Canada’s broadcasting regulator, the CRTC, has granted Corus Entertainment Inc.’s request to ease some of its Canadian content spending requirements in response to the company’s financial struggles. The regulator approved Corus’ plea to lower its obligated spending on programs of national interest for its English-language stations to five per cent of revenue from 8.5 per cent. The decision also included an extension of a repayment deadline for under-expenditures of Canadian programming requirements. The broadcaster made the request for regulatory relief last October, citing financial constraints due to programming and advertising uncertainty.

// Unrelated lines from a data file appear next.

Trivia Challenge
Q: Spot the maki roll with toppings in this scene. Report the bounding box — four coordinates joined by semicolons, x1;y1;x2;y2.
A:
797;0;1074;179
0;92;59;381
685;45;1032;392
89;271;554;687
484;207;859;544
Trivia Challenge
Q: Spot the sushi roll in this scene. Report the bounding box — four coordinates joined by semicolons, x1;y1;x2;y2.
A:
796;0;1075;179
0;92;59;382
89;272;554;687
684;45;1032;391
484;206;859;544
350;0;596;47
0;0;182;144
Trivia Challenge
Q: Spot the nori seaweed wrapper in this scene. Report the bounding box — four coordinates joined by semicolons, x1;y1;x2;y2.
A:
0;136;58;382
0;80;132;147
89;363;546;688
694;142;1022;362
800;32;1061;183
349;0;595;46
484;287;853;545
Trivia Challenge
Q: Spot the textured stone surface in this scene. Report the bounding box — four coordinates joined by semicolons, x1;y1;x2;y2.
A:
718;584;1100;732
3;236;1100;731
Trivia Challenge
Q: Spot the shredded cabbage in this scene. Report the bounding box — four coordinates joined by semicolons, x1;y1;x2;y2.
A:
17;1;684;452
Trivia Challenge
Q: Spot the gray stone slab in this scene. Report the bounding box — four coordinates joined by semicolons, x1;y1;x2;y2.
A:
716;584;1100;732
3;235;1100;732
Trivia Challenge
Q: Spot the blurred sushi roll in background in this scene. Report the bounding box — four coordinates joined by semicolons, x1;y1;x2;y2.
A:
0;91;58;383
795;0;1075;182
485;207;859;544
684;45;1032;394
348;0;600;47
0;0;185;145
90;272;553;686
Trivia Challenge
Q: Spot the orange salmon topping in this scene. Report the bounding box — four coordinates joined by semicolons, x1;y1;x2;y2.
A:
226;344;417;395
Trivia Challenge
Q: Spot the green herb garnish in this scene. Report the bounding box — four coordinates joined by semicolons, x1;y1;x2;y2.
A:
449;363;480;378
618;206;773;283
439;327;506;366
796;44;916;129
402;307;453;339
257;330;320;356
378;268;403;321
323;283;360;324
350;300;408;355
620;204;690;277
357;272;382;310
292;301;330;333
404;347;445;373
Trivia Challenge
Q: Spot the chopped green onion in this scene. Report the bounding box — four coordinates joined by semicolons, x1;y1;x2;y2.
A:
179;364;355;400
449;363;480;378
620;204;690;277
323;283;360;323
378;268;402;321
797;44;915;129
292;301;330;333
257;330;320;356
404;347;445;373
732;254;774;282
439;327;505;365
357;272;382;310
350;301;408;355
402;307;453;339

The CRTC emphasized that the overall amount Corus must spend on Canadian programming has not changed, but the company now has more flexibility in choosing the type of Canadian programming to invest in while continuing to support news programming. The extension of the repayment deadline for under-expenditures of Canadian programming requirements will help Corus navigate revenue volatility. Under the rules set by the CRTC, Corus has been able to underspend on Canadian programming by up to 10 per cent of the minimum requirements in a given year, as long as it makes up the difference the following year. However, this clause did not apply to the final year of its license term, which expires in August 2026.

In a statement, Corus President and CEO Doug Murphy expressed appreciation for the CRTC’s decision, calling it the most substantive regulatory change the company has seen in years. He emphasized the importance of the decision as a first step towards broader changes to the regulatory regime that he believes are long overdue. Murphy highlighted the urgency of the situation for Corus and the industry, given the financial challenges faced by the company, including advertising revenue declines and rising programming costs due to inflation.

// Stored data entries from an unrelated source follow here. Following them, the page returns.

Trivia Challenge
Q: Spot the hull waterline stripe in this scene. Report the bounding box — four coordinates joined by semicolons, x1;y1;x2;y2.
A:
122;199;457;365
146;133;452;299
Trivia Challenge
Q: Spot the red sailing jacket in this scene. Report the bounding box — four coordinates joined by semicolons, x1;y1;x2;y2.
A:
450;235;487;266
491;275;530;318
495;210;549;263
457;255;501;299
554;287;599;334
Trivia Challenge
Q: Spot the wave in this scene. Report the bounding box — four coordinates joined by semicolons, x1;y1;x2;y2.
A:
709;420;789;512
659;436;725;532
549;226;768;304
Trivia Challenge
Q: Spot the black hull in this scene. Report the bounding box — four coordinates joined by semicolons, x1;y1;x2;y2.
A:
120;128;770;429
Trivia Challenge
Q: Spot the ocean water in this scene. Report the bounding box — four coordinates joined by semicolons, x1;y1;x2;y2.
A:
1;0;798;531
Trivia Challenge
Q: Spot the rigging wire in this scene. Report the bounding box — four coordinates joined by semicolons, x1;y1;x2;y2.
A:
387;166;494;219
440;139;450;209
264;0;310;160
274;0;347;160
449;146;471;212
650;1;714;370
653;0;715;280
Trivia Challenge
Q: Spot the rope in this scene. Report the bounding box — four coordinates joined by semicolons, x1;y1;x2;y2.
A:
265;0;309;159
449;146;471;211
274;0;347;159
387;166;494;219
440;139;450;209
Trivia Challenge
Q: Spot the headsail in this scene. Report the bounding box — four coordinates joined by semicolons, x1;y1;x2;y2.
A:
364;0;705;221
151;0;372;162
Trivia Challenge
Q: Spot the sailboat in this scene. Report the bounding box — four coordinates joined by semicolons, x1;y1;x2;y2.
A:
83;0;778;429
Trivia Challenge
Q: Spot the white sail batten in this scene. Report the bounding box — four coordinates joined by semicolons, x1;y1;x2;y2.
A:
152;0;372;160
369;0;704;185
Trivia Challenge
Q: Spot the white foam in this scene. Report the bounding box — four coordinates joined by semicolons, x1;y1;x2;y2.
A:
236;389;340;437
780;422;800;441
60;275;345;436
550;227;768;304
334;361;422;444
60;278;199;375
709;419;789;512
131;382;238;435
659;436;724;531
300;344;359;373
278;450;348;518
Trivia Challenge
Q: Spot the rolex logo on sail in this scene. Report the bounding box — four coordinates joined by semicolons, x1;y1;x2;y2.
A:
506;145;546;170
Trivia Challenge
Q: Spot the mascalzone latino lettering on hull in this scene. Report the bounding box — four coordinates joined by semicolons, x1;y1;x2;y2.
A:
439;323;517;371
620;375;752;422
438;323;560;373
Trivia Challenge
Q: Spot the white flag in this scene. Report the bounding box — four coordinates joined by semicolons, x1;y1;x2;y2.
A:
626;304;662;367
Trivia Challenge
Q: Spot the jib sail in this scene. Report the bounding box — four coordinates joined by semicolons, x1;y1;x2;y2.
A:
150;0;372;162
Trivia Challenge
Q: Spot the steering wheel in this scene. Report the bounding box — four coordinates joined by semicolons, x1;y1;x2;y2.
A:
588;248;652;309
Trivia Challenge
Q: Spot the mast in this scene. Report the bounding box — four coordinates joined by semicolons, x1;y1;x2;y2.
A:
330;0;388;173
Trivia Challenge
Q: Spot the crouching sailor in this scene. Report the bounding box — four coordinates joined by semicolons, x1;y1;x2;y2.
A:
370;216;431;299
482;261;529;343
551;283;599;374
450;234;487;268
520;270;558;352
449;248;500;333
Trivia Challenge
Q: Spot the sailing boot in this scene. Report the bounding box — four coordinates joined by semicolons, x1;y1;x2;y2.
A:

The CRTC also mentioned that requests from other broadcasters for regulatory relief will be considered as part of its ongoing plan to modernize the Canadian broadcasting framework. The commission acknowledged the changing landscape of the broadcasting industry and the additional pressures faced by broadcasters to meet their obligations. A letter attached to the decision, addressed to executives from various companies, outlined the commission’s intention to incorporate the applications for regulatory relief into upcoming proceedings to implement the amended Broadcasting Act.

The decision by the CRTC follows its three-phase plan to modernize national broadcasting regulations in response to Bill C-11, the Online Streaming Act, which aims to update the Broadcasting Act to require digital platforms to contribute and promote Canadian content. The CRTC’s decision includes requirements for both traditional broadcasters and online streaming services to pay annual fees, which took effect last month. The second phase of the plan is expected to last through 2026, with a focus on further modernizing regulations and addressing the evolving broadcasting landscape in Canada.